During these unsettled days, we have been working away at our genealogy project in quiet places like archives and churches and libraries, where the loudest noise can be the ding of the elevator bell or the squeak of the wheels of a book cart. We have been rewarded with new and intriguing glimpses into parts of our families we hadn't studied before.

In Passaic, New Jersey, amid the bodegas and thrift stores, where the cemeteries are walled with chainlink fence and the old factories stand with broken windows behind fence and barbed wire, we found the church of the Assumption of the Blessed Virgin Mary. This was the childhood church of Bob's mother and many of the other Slovaks in Passaic -- although some were Greek Catholic, and a few were Lutheran. We arrived just as a funeral crowd was leaving. Around the corner we rang the doorbell at the rectory, where Mrs. Mihalik unlocked three deadbolts to let us in.

The church books are all there, more carefully kept than in some other churches we've visited. They go way back to the days when thousands of young Slovaks came to work in the Passaic factories. The old records are in Latin -- we knew that those high school courses would come in handy some day! It was a glorious success -- not only did we find the baptismal records for the three children of Bob's grandparents, but also his grandparents' wedding record, naming their parents and their villages in what was then the Austro-Hungarian Empire, but is now the Republic of Slovakia.

The church itself is a lovely building with light walls and pews and beautiful stained glass windows. It reminded us of some of the bright baroque churches in Europe. It's just one of dozens of churches clustered near downtown Passaic. The congregation has changed, of course; there are more Hispanics in the neighborhood, but Passaic is still an attractive city for young Slovak immigrants to the U. S.

Now we are in Boston, the home of the bean and the cod. And also the home of the New England Historic Genealogical Society which occupies six floors of an impressive building in Back Bay. It's a comfortable, well-equipped library, specializing in almost 400 years of New England family history. Bob is discovering that all his relatives on his father's side seemed to have sprung from old New England families, and Elsa improbably came upon a Huguenot ancestor named Shumway, a name derived from the French "chamois" - the Alpine goat with the incredibly soft skin.

The Protestant Huguenots were at first encouraged in France, but then proscribed, so many of them emigrated. Peter Shumway, her immigrant ancestor, was a dedicated killer of Indians, first responding to an attack on his family, then joining the organized colonial forces. His grandson, David, born in 1713, moved with his family to the town now named Sturbridge. David built his first house by placing boards between two large boulders. At night he could hear wolves prowling across his roof.

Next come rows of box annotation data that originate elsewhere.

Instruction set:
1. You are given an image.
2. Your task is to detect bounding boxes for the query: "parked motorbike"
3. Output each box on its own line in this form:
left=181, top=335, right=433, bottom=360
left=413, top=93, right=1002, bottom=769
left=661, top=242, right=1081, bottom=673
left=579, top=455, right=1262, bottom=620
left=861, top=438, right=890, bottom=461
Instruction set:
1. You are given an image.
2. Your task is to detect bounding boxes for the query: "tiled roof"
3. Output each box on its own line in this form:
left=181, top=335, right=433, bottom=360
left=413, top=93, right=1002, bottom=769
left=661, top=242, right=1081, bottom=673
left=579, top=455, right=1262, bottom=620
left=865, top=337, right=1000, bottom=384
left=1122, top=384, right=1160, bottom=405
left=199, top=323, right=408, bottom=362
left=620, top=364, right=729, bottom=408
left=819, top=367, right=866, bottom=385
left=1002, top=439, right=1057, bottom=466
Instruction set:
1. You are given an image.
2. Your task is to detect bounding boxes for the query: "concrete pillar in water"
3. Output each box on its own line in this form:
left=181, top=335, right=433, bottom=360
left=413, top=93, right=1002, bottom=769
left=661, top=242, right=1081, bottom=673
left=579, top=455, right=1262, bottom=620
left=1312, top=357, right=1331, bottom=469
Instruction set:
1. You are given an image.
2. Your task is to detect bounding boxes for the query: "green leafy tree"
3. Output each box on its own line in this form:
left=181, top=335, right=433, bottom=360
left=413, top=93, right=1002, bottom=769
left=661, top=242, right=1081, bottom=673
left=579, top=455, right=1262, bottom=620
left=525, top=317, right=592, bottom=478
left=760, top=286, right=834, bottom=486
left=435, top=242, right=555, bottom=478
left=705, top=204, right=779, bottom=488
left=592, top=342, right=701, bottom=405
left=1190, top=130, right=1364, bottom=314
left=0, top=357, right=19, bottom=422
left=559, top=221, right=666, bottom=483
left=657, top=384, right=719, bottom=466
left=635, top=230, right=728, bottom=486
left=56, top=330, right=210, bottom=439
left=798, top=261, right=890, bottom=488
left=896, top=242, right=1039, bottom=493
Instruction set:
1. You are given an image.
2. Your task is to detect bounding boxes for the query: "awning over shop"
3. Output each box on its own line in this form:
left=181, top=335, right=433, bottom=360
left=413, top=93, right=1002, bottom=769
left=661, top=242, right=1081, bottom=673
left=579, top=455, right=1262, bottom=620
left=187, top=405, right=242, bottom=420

It's appropriate that Elsa, who majored in French Literature in College, should be the first to find a French ancestor, Peter, her 7G grandfather. (in genealogical notation that means you string seven "greats" together) Bob is still holding out hope that some of his English ancestors were in fact Normans. Anyway, the more foreign countries we find from which our ancestors came to America, the more countries we'll have to visit to look for long lost relatives!

With two great libraries a few blocks from our hotel, we're getting spoiled. It feels like those lovely days in College when we wandered the stacks of the library, finding all these treasuries of arcane secrets. Doing genealogy seems a bit like that to us; we're discovering history through the lives of our ancestors.